Thoughts provoked by walking through Washington Square Park to NYU yesterday by one route and then walking back by another route:
Faced with a decision as a walker about turning toward my destination or going straight toward it, I tend to turn. That tendency is sufficiently strong that it often results in my taking different routes when I walk from A to B than when I walk back from B to A, even if I walk between the two points a fair amount and even if one route is better.
When I drive, there's a somewhat different anomaly in my route choices: I tend to be overly reluctant to double back. One result of that tendency is that I took quite different routes to and from work for two years in a job I had in the 1980s in which my commute started on a one-way street that forced me to go in one direction before turning.
I think that these tendencies for me as an individual to deviate from optimality can be explained with a combined evolutionary psychology and value competition story. The variation in routes that results from a "turn" tendency and an opposing "stay straight" tendency, even if excessive from the point of view of the individual's welfare, has beneficial properties for social organisms like people, or for that matter chimpanzees or fish. Calling "turn" a value competing with "stay straight" (or calling "don't double back" a value competing with "double back") may seem like a stretch. But I don't believe it is; the function of "turn" and "stay straight" in relation to individual and collective decision is quite parallel to that of "id/pleasure" and "superego/duty" and other dichotomies in relation to individual and collective decision.

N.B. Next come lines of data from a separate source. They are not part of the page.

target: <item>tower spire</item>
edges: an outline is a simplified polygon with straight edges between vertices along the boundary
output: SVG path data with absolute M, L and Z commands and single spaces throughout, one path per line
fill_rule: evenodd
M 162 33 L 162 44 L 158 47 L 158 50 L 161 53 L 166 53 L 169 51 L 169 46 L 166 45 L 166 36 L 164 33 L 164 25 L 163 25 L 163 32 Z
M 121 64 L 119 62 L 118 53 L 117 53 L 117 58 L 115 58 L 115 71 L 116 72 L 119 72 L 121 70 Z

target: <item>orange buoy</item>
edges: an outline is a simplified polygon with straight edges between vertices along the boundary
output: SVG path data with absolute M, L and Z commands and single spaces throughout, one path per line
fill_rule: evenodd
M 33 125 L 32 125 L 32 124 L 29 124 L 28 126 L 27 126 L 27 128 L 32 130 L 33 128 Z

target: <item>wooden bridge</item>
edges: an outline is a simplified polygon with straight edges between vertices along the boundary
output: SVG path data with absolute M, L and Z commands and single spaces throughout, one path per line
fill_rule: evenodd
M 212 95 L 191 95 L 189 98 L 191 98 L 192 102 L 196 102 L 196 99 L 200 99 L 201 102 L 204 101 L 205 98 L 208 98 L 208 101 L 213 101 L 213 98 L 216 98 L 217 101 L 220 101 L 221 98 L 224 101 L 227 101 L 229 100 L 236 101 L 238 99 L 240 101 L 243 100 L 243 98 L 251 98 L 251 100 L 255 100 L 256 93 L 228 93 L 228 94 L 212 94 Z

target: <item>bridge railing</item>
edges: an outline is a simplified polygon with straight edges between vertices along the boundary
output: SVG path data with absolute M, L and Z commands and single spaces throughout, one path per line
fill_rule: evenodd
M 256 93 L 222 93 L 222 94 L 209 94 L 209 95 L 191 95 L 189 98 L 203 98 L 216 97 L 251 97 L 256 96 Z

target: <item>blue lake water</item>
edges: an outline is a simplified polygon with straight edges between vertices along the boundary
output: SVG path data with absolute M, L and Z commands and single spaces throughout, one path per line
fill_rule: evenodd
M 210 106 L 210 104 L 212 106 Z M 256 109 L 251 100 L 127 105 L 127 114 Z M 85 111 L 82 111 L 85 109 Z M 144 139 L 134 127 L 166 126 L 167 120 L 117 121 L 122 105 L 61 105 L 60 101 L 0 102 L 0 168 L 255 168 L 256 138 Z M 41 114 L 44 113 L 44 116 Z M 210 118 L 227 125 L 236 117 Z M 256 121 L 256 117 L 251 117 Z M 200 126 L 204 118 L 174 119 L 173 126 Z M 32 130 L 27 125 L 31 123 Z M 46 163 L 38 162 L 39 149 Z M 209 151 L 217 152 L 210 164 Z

Out of these reflections, a VC prediction: Behavioral experiments in humans and other social animals will show a substantial number of individual subjects who deviate from optimal routes because of a "turn" proclivity or value and a very comparable number of other individual subjects who deviate from optimality because of a "stay straight" proclivity or value. (In asocial animals, on the other hand, individual deviations from rationality should be less, given the lack of benefit such deviations confer on the group.) The gist of the prediction: equality in the numbers of those with a suboptimal tilt toward "turn" and a suboptimal tilt toward "straight."